Abstract
Because of the nonuniform distribution of earthquake epicenters, a uniform distribution of seismological stations is not necessarily optimal for sampling the Earth in order to determine global Earth structure. Taking into account the already existing digital long-period seismological stations (GDSN, IDA, and GEOSCOPE), we propose a strategy for the siting of additional stations.

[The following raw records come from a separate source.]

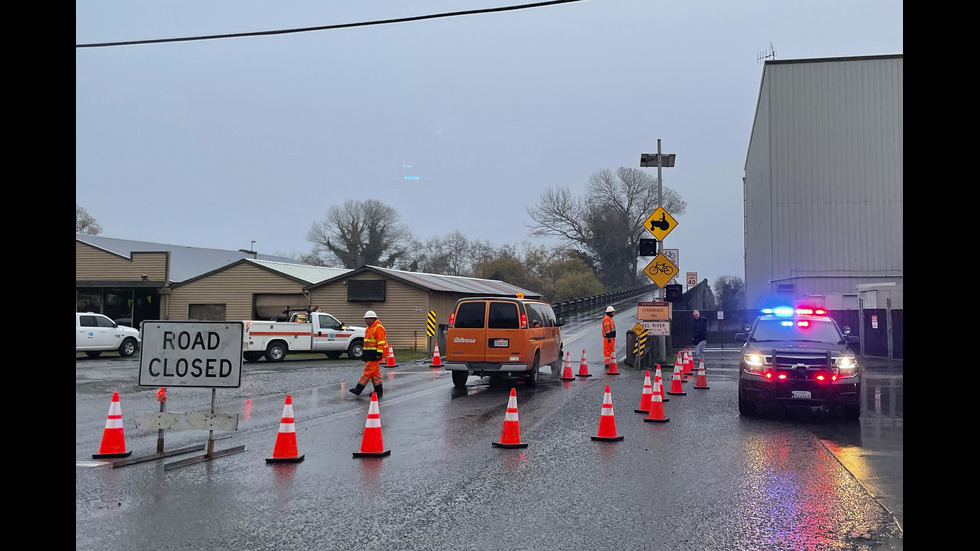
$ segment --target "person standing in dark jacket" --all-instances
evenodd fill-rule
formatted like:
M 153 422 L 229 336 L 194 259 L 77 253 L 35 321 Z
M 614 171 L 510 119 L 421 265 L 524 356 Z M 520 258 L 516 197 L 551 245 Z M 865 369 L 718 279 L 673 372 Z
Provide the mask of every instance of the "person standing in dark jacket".
M 697 347 L 694 360 L 696 364 L 700 365 L 704 361 L 704 347 L 708 344 L 708 320 L 702 318 L 701 312 L 698 310 L 694 311 L 694 331 L 691 335 L 691 344 Z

Here, we shall develop a criterion designed to optimize global resolution of upper mantle structre using mantle wave observations; other kinds of seismological studies will lead to different criteria, which should, however, be amenable to a similar treatment.

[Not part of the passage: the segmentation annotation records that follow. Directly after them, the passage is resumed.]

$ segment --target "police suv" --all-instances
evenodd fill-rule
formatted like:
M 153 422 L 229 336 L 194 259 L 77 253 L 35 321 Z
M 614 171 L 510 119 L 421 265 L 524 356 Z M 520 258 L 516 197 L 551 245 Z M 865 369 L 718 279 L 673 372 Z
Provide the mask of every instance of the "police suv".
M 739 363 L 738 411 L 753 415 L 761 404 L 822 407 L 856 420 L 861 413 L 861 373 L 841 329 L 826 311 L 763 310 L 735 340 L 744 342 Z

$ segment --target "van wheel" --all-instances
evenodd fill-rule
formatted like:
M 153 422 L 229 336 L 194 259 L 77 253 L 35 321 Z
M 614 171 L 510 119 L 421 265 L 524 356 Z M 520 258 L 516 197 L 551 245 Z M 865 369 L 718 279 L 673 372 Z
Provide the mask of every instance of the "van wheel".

For an Earth model developed in spherical harmonics up to a high degree M, and for a given distribution of epicenters and stations, the variance of the solution expanded to some lower degree L ≦ M is obtained at each point of the earth surface by use of averaging kernels, the width of which depends on L. Two measures of the efficiency of an additional station are the reduction of the mean variance and the reduction of the variance oscillations over the Earth's surface; these measures of “new station efficiency” are mapped as a function of the location of the new station (Figures 8 and 9) for the averaging kernels corresponding to L = 8.
Considering the reduction of variance oscillations as the main aim, we find that a new station added in south east Africa, in the eastern Pacific, or in Pakistan is up to 6 times more efficient than a station added randomly, and many times more effective than a station added in the Central United States, the Philippines, or Japan.